Há ainda uma dimensão subjetiva dessa ideologia. A fricção zero invade o cotidiano como norma de conduta. Esperar torna-se defeito, refletir vira perda de tempo, hesitar é sinal de fraqueza. A própria vida emocional é reorganizada segundo métricas de velocidade e eficiência. Relações humanas tornam-se descartáveis, amizades são moduladas por respostas instantâneas, afetos são cronometrados em segundos de atenção. A promessa de fluidez transforma-se em incapacidade de suportar a lentidão da vida real.

Mas a fricção, ao contrário do que nos dizem, é o que dá densidade à existência. É no atrito entre corpos que surgem laços, é na resistência da Terra que aprendemos a cuidar, é na demora que amadurece a consciência. A ideologia da fricção zero não é apenas um erro técnico, é uma violência contra a experiência humana e contra o planeta.

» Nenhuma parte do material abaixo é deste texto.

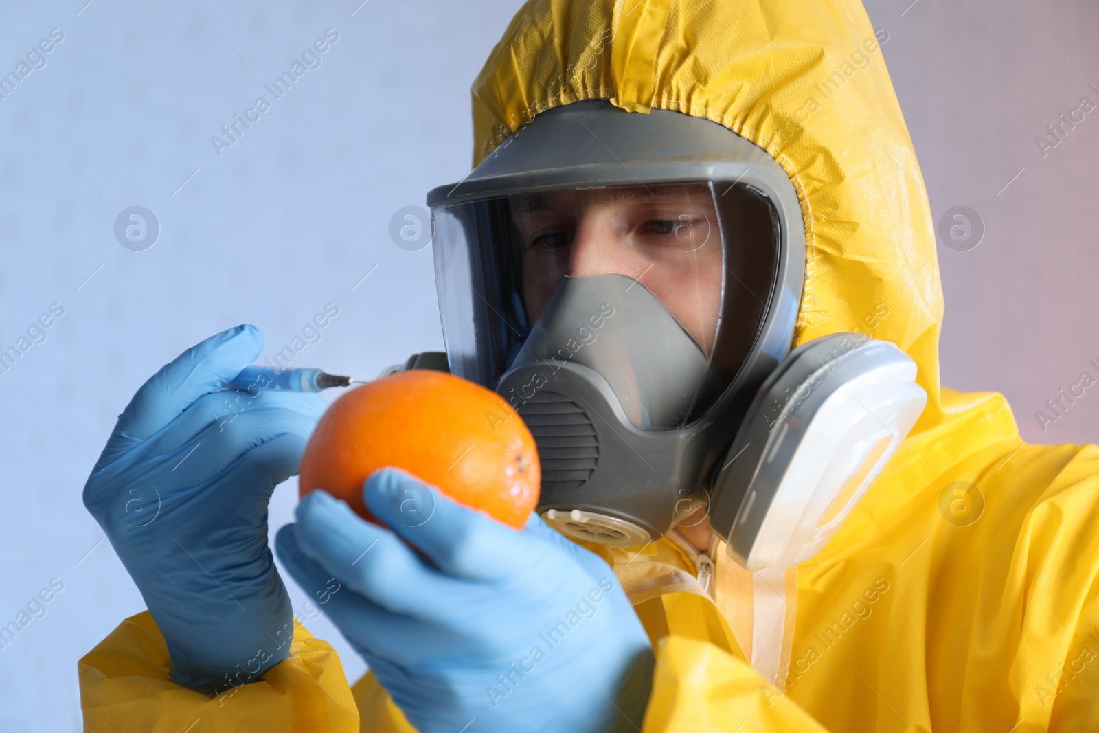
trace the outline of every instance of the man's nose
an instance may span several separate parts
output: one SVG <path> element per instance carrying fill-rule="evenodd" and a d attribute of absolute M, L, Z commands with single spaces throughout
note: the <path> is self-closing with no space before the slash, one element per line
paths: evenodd
<path fill-rule="evenodd" d="M 622 243 L 609 215 L 586 213 L 576 222 L 568 274 L 571 277 L 588 275 L 629 274 L 629 258 L 623 257 Z M 625 268 L 625 269 L 623 269 Z"/>

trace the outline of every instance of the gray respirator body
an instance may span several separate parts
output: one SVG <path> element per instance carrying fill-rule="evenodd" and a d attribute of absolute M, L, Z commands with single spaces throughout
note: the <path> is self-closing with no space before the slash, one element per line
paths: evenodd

Recusar essa ideologia não significa glorificar a lentidão por si mesma, mas restituir o valor das pausas e dos limites. Significa compreender que toda mediação é espaço de política, que todo atrito é campo de disputa, que toda demora carrega uma sabedoria. Significa admitir que a vida, para ser vida, exige tempo, cuidado e resistência.

A verdadeira emancipação não virá da fluidez absoluta, mas da capacidade de habitar as fricções de modo coletivo. De reconhecer que é nelas que se decide o que queremos preservar e o que estamos dispostos a transformar. O futuro não será um atalho; será a travessia dos atritos que não podemos mais negar.

A tecnosfera como segunda natureza

Há um mundo que cresce sob nossos pés e sobre nossas cabeças, um organismo silencioso de aço, fibra ótica e silício. É a tecnosfera — um emaranhado de cabos, satélites, data centers, estradas, portos, redes de distribuição, plataformas digitais e algoritmos — que se tornou tão indispensável quanto o ar que respiramos. Não é metáfora: sem essa rede subterrânea e celeste, nenhum dos fluxos que organizam a vida contemporânea subsistiria.

A tecnosfera é mais do que infraestrutura: é um novo meio ambiente, um campo de forças que define os limites do possível. Ela não se limita a sustentar nossas atividades; ela reorganiza nossas escolhas. O que comemos, como nos deslocamos, de onde vem a energia que usamos, quais informações chegam até nós — tudo passa por circuitos técnicos que funcionam com autonomia relativa, como uma segunda natureza que impõe suas próprias regras.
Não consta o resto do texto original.